We have a few choices to make, which will affect the structure of our segment tree. I could describe the normal choices people make, but the point of this writeup is to talk about why I dislike the name “Binary Indexed Tree”. Let's do something else and make unorthodox choices.

First, notice that the choice of using powers of 2 as our range lengths in a Fenwick tree led to a neat similarity between Fenwick trees of increasing sizes, which we used to derive our indices. Since segment trees require 2 * n - 1 nodes, we can try to do a similar construction, except we add 2 segment tree nodes each time we increase n by 1.

|------------------------------8/9------------------------------|
|--------------4/5--------------|-------------12/13-------------|
|------2/3------|------6/7------|-----10/11-----|-----14/15-----|
|---1---|--2/3--|--4/5--|--6/7--|--8/9--|-10/11-|-12/13-|-14/15-|
    

That bottom row already is guaranteed one odd number in it, we may as well make them all odd.
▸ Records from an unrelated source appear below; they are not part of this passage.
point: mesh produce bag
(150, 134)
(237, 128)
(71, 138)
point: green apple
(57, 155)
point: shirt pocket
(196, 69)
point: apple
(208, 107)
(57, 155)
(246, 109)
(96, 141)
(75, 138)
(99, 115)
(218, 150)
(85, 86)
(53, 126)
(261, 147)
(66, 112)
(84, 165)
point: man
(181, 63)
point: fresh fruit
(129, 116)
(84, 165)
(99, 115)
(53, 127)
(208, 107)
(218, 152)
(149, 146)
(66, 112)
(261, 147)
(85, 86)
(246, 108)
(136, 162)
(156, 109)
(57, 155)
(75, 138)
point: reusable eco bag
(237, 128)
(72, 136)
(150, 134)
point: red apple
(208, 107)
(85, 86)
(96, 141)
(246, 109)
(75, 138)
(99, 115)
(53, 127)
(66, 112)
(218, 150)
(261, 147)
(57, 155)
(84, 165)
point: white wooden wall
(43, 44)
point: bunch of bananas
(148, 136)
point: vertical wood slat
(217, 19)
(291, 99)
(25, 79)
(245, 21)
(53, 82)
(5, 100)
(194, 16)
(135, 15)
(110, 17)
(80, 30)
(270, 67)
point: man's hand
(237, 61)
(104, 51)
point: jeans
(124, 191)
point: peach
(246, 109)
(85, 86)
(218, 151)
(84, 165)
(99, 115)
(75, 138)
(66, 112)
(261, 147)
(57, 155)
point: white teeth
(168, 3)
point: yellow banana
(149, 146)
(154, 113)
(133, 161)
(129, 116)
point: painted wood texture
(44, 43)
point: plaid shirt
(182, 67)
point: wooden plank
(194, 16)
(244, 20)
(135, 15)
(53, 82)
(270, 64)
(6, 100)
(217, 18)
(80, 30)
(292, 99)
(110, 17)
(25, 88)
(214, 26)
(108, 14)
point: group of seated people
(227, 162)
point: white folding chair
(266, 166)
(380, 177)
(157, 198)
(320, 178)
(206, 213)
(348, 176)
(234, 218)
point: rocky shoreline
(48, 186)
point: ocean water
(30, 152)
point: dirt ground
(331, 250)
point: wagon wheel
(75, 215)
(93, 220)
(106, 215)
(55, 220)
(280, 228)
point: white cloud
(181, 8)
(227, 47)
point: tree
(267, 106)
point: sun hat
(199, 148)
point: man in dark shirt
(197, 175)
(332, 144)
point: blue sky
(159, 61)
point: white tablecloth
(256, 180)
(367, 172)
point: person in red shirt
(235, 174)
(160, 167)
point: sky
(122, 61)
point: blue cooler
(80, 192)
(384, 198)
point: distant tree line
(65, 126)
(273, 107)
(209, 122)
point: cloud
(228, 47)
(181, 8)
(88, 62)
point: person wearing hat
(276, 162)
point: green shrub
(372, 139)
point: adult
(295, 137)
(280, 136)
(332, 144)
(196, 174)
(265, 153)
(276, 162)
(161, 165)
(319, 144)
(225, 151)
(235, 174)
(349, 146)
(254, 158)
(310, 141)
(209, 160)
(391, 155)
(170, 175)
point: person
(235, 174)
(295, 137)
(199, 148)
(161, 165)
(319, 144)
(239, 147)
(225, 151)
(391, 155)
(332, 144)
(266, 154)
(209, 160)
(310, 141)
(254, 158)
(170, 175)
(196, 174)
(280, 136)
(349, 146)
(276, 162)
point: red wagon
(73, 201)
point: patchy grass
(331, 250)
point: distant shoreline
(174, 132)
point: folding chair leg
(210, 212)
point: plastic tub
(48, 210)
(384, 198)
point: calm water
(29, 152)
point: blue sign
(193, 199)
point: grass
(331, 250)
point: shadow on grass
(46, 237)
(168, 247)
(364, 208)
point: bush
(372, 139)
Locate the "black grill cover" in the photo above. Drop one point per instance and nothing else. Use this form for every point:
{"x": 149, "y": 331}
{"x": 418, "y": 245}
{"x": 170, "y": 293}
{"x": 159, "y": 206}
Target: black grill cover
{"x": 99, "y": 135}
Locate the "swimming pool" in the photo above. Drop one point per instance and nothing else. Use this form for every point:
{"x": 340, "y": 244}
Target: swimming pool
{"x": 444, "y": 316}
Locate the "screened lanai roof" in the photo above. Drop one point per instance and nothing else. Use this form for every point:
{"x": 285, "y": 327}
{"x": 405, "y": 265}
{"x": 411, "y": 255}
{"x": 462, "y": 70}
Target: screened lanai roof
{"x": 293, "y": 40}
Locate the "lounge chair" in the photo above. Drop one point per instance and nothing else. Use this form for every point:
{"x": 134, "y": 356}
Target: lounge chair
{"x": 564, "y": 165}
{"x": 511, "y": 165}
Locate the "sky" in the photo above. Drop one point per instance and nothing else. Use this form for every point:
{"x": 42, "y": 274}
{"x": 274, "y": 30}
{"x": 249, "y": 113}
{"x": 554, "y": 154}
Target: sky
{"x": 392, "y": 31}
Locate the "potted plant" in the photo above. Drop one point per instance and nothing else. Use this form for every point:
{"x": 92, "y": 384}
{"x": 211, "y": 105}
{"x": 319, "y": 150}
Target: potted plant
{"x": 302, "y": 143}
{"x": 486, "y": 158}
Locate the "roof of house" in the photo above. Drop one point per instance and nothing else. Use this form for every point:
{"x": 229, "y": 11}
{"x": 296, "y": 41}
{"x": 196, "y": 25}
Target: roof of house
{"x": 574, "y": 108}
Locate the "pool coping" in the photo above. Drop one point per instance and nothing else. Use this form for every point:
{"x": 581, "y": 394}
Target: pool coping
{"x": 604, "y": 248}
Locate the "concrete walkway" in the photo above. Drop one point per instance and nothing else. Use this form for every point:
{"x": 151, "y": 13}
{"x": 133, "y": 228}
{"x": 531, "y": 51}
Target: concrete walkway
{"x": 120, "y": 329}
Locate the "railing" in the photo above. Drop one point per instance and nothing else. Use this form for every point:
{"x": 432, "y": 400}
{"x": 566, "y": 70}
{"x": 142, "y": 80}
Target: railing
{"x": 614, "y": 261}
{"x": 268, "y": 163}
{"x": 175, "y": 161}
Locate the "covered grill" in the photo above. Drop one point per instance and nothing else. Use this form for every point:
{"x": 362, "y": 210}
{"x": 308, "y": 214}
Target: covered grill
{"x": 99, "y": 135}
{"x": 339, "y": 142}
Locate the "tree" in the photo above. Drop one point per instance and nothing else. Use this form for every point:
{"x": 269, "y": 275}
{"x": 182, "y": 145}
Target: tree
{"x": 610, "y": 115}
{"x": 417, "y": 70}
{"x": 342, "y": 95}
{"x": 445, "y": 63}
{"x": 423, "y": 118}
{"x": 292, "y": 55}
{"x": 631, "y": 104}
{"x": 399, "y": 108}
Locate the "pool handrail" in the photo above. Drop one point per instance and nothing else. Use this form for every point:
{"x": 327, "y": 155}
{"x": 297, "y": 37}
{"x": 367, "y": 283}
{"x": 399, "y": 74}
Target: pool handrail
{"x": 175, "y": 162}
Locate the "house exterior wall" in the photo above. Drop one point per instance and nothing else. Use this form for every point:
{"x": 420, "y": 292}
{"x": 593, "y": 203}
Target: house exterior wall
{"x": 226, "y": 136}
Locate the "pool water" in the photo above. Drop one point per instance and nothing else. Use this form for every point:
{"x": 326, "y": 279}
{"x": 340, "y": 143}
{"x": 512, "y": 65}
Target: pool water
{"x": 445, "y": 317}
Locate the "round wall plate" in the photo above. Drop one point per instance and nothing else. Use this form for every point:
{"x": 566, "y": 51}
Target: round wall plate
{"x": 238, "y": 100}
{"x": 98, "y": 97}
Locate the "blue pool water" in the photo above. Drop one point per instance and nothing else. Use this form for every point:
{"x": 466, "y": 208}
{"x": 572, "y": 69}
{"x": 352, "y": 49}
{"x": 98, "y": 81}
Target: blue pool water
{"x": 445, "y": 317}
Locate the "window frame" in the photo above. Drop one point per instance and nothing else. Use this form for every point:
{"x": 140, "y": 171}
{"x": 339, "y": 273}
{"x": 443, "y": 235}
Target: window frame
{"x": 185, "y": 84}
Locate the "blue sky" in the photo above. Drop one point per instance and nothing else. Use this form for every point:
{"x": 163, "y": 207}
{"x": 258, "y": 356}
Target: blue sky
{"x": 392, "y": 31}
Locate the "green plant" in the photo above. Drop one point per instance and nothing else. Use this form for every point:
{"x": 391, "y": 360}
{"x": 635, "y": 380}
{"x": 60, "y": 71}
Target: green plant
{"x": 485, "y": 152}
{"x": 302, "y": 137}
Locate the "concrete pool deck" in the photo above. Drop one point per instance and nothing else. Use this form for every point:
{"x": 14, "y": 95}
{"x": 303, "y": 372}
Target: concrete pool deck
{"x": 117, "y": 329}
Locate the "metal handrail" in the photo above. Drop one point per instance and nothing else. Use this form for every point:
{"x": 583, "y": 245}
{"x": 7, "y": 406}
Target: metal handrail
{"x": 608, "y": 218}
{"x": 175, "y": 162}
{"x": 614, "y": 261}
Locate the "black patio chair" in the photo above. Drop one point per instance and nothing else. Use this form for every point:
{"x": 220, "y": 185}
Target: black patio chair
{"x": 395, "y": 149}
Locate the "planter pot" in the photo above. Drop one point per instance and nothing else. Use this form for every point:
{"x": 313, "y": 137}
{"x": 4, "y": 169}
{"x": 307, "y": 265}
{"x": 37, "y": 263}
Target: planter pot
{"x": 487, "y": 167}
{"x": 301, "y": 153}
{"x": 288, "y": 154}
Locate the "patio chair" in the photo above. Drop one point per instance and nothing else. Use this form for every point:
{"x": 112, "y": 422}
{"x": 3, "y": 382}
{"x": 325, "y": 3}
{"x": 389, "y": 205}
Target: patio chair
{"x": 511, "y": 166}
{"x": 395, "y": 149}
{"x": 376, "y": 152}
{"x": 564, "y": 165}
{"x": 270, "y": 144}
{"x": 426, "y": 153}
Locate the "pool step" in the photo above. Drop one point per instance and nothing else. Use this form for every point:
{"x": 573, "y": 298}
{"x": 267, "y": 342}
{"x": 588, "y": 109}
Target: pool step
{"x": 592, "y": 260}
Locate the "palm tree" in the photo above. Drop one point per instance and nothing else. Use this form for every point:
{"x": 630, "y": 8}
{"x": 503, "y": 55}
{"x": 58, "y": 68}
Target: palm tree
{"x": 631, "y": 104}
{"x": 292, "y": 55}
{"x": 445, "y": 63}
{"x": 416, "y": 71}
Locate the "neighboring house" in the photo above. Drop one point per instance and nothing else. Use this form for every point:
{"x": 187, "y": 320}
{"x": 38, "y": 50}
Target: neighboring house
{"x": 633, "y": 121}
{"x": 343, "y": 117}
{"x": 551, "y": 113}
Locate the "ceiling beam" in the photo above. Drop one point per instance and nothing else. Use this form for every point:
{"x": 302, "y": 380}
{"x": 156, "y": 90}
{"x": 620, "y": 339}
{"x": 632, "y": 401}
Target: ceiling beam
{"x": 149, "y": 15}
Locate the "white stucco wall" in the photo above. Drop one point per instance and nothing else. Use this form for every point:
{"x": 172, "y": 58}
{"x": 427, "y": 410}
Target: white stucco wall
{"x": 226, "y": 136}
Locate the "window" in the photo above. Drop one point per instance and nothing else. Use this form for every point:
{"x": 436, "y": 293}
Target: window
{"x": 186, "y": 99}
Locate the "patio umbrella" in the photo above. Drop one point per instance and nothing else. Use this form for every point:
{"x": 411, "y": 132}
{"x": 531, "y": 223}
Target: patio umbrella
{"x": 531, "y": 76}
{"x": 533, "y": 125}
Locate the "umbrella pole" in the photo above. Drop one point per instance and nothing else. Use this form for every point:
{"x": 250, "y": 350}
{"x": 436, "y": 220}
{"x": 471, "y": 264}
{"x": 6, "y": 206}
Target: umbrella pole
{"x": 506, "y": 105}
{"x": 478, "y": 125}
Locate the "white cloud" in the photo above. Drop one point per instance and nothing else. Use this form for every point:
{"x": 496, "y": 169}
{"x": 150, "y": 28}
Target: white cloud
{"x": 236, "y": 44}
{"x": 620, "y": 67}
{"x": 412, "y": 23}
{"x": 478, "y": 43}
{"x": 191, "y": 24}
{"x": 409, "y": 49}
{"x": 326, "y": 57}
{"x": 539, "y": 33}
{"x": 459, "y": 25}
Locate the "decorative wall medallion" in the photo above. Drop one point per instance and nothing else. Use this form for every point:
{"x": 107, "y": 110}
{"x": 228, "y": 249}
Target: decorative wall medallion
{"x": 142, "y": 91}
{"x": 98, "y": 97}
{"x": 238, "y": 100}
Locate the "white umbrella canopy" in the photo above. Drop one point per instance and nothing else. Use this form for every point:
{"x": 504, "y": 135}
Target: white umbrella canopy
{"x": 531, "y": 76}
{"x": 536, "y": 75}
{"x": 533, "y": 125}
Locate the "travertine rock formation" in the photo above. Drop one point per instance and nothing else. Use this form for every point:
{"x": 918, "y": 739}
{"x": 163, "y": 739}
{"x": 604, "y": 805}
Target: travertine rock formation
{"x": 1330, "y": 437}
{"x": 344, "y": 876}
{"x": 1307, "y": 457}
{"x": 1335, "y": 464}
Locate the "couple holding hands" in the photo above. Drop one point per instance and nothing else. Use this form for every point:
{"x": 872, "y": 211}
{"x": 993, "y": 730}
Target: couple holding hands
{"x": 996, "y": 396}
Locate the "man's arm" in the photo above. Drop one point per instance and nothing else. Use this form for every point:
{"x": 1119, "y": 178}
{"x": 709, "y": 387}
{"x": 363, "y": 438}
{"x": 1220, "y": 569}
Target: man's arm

Let's also take a look at some binary representations of the indices.

|--------------------------1000-------------------------|
|------------0100-----------|------------1100-----------|
|-----0010----|-----0110----|-----1010----|-----1110----|
|-0001-|-0011-|-0101-|-0111-|-1001-|-1011-|-1101-|-1111-|
    

Let's try making some observations about this thing we've just created. First, the least significant set bit of a range's index is its length. Second, if we remove this least significant set bit (and shift the more significant bits down by one), we get the range's starting index. Since we have the range's starting index and its length, we know its end as well.

Let's concretely work out the parent/child relations. We can represent index i as a binary string

a100000000000
  '-b times-'
      
Then the starting index is
a00000000000
 '-b times-'
      
and the length is
100000000000
 '-b times-'
      
. The left child shares this starting index, but the length is halved. Therefore, the left child is at index
a01000000000
   '- b-1 -'
      
To get the right child, we add the half the length of the original index to the starting index, giving
a11000000000
   '- b-1 -'
      
So, with rmsb = i & -i, the left child is at (i ^ rmsb) | (rmsb >> 1), and the right child is at i | (irmsb >> 1).

Similar reasoning will give expressions for more tree traversal operations. Getting the parent is (i ^ rmsb) | (rmsb << 1). Getting the sibling is (i ^ (rmsb << 1)). Getting the successive/preceding range is i ± (rmsb << 1).

So, I coded up some C++ templated segment tree code based off of the Codeforces blog mentioned above, and gave it both the normal indexing/traversal method that the blog entry uses, and my funky binary-indexing-inspired method. I threw a bunch of random data and random range queries at both, and they agreed on all their answers, so I'm pretty confident in my janky hack's correctness.

Timing wise, on my machine using n = 10^6 and 10^7 random updates and range queries, the original code took ~10.3 seconds, while mine took ~16.6 seconds. I could try to analyze cache efficiency, but that'll probably lead to a discussion that could use its own article.

Conclusion

To summarize, here's a quote from Fenwick's original paper:

In recognition of the close relationship between the tree traversal algorithms and the binary representation of an element index, the name ‘binary indexed tree’ is proposed for the new structure.

I have made a segment tree where there is a close relationship between the tree traversal algorithms and the binary representation of an element index. Following the original reasoning behind the name “Binary Indexed Tree”, we now have two distinct data structures that could fall under this label. Thus, this name cannot unambiguously refer to Fenwick trees. I believe this is a fairly conclusive proof that “Binary Indexed Tree” is a bad name for Fenwick trees.

I'm personally going to call Fenwick trees “Prefix-sum trees”, since I think that's way more descriptive of their structure and capabilities.